A regulatory sandbox for housing would allow for new housing construction technologies to be tested in the market for a short period—say, two to three years—without being subject to ill-fitting regulations at the state or local level. Applicants would be able to seek statewide preapproval for innovative housing and building techniques and components, such as for factory-built or modular housing, 3-D-printed construction, cross-laminated timber use, single-stairwell construction, and more. These plans can be tested and installed in controlled conditions in order to receive preapproval and with an understanding that real-life use cases will be used to evaluate which, if any, new or current regulations and oversight should apply throughout the state and to preempt relevant local rules.
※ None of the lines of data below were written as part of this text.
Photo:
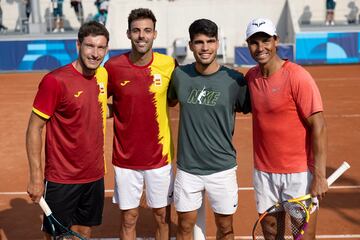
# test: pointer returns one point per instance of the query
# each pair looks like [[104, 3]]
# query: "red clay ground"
[[340, 211]]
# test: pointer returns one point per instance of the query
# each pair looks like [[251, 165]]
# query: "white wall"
[[13, 10]]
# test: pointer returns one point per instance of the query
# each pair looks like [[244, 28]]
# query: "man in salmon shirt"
[[289, 132]]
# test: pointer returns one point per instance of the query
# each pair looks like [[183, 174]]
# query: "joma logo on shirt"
[[78, 93], [203, 97]]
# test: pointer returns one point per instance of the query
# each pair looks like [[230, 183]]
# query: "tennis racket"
[[56, 227], [293, 215]]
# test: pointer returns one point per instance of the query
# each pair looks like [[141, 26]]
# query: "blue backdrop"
[[328, 48], [43, 54]]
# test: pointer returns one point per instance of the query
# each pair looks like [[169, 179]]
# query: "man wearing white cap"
[[289, 132]]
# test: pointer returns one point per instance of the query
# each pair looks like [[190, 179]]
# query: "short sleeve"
[[172, 95], [47, 97]]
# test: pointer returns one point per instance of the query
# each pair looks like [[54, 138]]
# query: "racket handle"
[[335, 175], [338, 172], [46, 209]]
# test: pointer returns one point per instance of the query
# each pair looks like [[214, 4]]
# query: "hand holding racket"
[[293, 215], [56, 226]]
A statewide housing agency would act as liaison within state government and to local lawmakers.

Applicants would have to show how their offering was still subject to regulations or permitting outside the sandbox, demonstrate which laws or regulations the applicant seeks to be waived or suspended during their time in the program, how their offering benefits consumers as well as what risks they may face, why participating in the sandbox would be beneficial to the applicant, and how their offering is unique and will be demonstrated in the current marketplace.


  • Arizona’s HB 2673, known as the “Property Technology Sandbox,” offers emerging products and services in the real-estate industry a two-year trial period, overseen by the Arizona Commerce Authority, in which to test out technologically innovative products and services before applying for formal licenses and authorizations.[117] Proptech companies file an application with the Arizona Commerce Authority to participate in the sandbox. The state does not currently allow “products or services related to the physical new construction of improvements to real property” to participate in the sandbox program.
  • Utah’s HB 217, signed into law in 2021, created a first-in-the-nation all-inclusive regulatory sandbox program.[118] The program broadly applies to the “use or incorporation of a new idea, a new or emerging technology, or a new use of existing technology … to address a problem, provide a benefit, or otherwise offer a product, service, business model, or delivery mechanism.” The bill created the Utah Office of Regulatory Relief within the Governor’s Office of Economic Development to oversee the program.